Operational Analytics

Overview​

Operational analytics combines transactional processing with real-time analytical capabilities. This use case focuses on maintaining a columnstore copy of your rowstore table that remains relatively up-to-date for analytical queries.
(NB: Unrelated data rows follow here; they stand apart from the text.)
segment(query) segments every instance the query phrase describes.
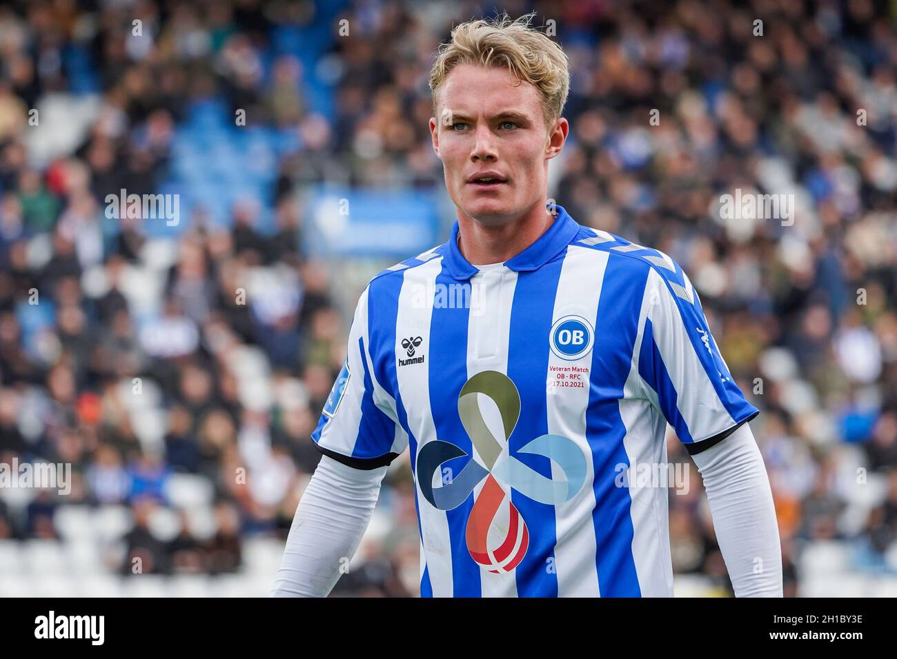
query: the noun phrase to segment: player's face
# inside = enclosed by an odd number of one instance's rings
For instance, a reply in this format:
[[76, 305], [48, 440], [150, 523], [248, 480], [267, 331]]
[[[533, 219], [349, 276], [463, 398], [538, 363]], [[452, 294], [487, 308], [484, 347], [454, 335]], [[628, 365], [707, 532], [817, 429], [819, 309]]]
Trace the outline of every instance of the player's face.
[[548, 160], [563, 147], [567, 120], [545, 128], [535, 85], [518, 82], [506, 68], [460, 65], [443, 82], [437, 111], [430, 119], [433, 151], [461, 212], [502, 224], [544, 204]]

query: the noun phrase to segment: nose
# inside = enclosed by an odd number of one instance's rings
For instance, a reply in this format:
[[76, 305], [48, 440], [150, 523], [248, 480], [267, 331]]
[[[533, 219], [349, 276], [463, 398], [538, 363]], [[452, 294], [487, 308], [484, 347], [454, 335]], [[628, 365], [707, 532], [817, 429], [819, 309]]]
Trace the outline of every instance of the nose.
[[474, 149], [470, 152], [470, 159], [474, 162], [480, 160], [494, 161], [498, 160], [498, 152], [495, 149], [495, 135], [485, 124], [480, 122], [476, 126], [476, 139], [474, 142]]

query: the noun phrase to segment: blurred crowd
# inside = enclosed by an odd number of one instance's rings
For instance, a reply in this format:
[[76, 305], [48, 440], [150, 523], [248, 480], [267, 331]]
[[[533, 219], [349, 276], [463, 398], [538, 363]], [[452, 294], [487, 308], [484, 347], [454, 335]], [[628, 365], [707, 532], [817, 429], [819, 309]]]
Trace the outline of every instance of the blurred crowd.
[[[487, 9], [346, 3], [336, 17], [348, 34], [321, 26], [330, 36], [313, 70], [275, 56], [273, 30], [313, 24], [321, 4], [0, 8], [0, 462], [69, 463], [74, 473], [66, 497], [0, 491], [0, 542], [59, 537], [55, 516], [77, 504], [130, 510], [107, 565], [123, 575], [135, 558], [144, 572], [239, 571], [247, 538], [285, 538], [319, 456], [309, 435], [353, 302], [336, 294], [339, 272], [303, 249], [306, 199], [330, 182], [441, 186], [427, 127], [432, 55], [452, 24]], [[570, 57], [571, 138], [550, 195], [579, 222], [683, 265], [762, 410], [752, 427], [787, 594], [804, 592], [801, 558], [820, 543], [846, 548], [832, 572], [897, 574], [897, 5], [503, 9], [536, 10]], [[332, 113], [311, 108], [312, 79]], [[30, 111], [61, 94], [71, 114], [40, 121], [62, 122], [67, 143], [32, 139]], [[298, 136], [256, 200], [274, 228], [259, 229], [252, 204], [236, 205], [229, 228], [194, 212], [170, 239], [107, 217], [106, 195], [158, 189], [177, 126], [208, 98]], [[736, 189], [793, 195], [793, 223], [725, 219], [720, 195]], [[672, 434], [669, 450], [690, 462]], [[690, 494], [670, 496], [675, 571], [730, 594], [692, 474]], [[172, 481], [208, 494], [181, 505]], [[405, 454], [335, 593], [417, 594], [414, 501]], [[208, 524], [192, 523], [197, 505]], [[161, 512], [177, 518], [164, 533]]]

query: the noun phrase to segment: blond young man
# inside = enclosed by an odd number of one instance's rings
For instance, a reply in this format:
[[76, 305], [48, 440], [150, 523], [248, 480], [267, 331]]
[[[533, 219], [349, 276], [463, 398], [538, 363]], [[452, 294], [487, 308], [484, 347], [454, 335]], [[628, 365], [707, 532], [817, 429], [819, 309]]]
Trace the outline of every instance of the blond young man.
[[464, 23], [430, 86], [457, 220], [361, 296], [273, 594], [330, 592], [407, 447], [422, 596], [671, 596], [669, 423], [736, 594], [781, 596], [759, 411], [688, 277], [547, 203], [562, 48], [528, 16]]

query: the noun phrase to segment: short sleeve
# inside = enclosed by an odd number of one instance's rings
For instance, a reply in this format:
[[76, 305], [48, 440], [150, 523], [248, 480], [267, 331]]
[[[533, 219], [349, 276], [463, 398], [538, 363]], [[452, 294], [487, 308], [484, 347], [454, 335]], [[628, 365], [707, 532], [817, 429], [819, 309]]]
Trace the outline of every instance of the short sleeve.
[[729, 373], [688, 276], [666, 255], [661, 260], [645, 286], [639, 375], [648, 397], [693, 455], [760, 411]]
[[311, 434], [318, 451], [357, 469], [388, 464], [406, 444], [396, 422], [395, 403], [374, 375], [369, 294], [370, 286], [359, 298], [345, 361]]

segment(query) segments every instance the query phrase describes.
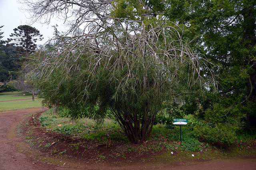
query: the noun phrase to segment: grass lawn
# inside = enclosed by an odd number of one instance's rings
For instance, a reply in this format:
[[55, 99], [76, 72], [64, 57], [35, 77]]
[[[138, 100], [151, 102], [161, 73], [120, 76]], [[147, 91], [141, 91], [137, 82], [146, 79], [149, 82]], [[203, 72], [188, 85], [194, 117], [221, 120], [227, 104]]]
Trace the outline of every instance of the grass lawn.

Note: pg_mooncake v0.1 is not fully optimized for real-time operational analytics. This capability will be significantly enhanced in v0.2. The approach described below provides a workable solution for v0.1.

Implementation Pattern​

To achieve near real-time analytics with pg_mooncake v0.1, you can implement the following pattern:

1. Create a Staging Table​

First, create an intermediate rowstore table that will temporarily hold new data:

-- Create a staging table with the same schema as your source table
CREATE TABLE orders_staging (
order_id INT,
customer_id INT,
product_id INT,
quantity INT,
unit_price DECIMAL(10,2),
order_date TIMESTAMP,
-- Add any other columns from your source table
PRIMARY KEY (order_id)
);

2. Set Up a Trigger on the Source Table​

Create a trigger that captures changes to your source table and copies them to the staging table:

CREATE OR REPLACE FUNCTION copy_to_staging()
RETURNS TRIGGER AS $$
BEGIN
-- Insert the new row into the staging table
INSERT INTO orders_staging VALUES (NEW.*)
ON CONFLICT (order_id) DO UPDATE
SET
customer_id = EXCLUDED.customer_id,
product_id = EXCLUDED.product_id,
quantity = EXCLUDED.quantity,
unit_price = EXCLUDED.unit_price,
order_date = EXCLUDED.order_date;
RETURN NEW;
END;
$$ LANGUAGE plpgsql;

CREATE TRIGGER orders_to_staging
AFTER INSERT OR UPDATE ON orders
FOR EACH ROW
EXECUTE FUNCTION copy_to_staging();

3. Create the Columnstore Table​

CREATE TABLE orders_analytics (
order_id INT,
customer_id INT,
product_id INT,
quantity INT,
unit_price DECIMAL(10,2),
order_date TIMESTAMP,
-- Add any other columns from your source table
last_updated TIMESTAMP
) USING columnstore;

4. Set Up a Periodic Sync Job​

Create a function to sync data from the staging table to the columnstore table:

CREATE OR REPLACE FUNCTION sync_to_columnstore()
RETURNS void AS $$
DECLARE
sync_count INT;
BEGIN
-- Insert new records from staging into columnstore
INSERT INTO orders_analytics
SELECT
s.*,
NOW() AS last_updated
FROM
orders_staging s
LEFT JOIN orders_analytics c ON s.order_id = c.order_id
WHERE
c.order_id IS NULL;

-- Get count of synced records
GET DIAGNOSTICS sync_count = ROW_COUNT;

-- Log the sync operation
RAISE NOTICE 'Synced % new records to columnstore', sync_count;

-- Clear the staging table after successful sync
TRUNCATE orders_staging;

-- Optional: Run a vacuum operation to optimize storage
-- VACUUM orders_analytics;

RETURN;
END;
$$ LANGUAGE plpgsql;

5. Schedule the Sync Job​

Use pg_cron to run the sync job at your desired frequency:

-- Install pg_cron if not already installed
CREATE EXTENSION IF NOT EXISTS pg_cron;

-- Schedule the sync job to run every minute
SELECT cron.schedule('sync-to-columnstore', '* * * * *', 'SELECT sync_to_columnstore()');

Considerations and Limitations​

  • Append-Only Operations: This approach works best for append-only workloads where you're primarily inserting new data rather than updating existing records.

  • Sync Frequency: The frequency of your sync job determines how "real-time" your analytics will be. More frequent syncs provide more up-to-date data but increase system load.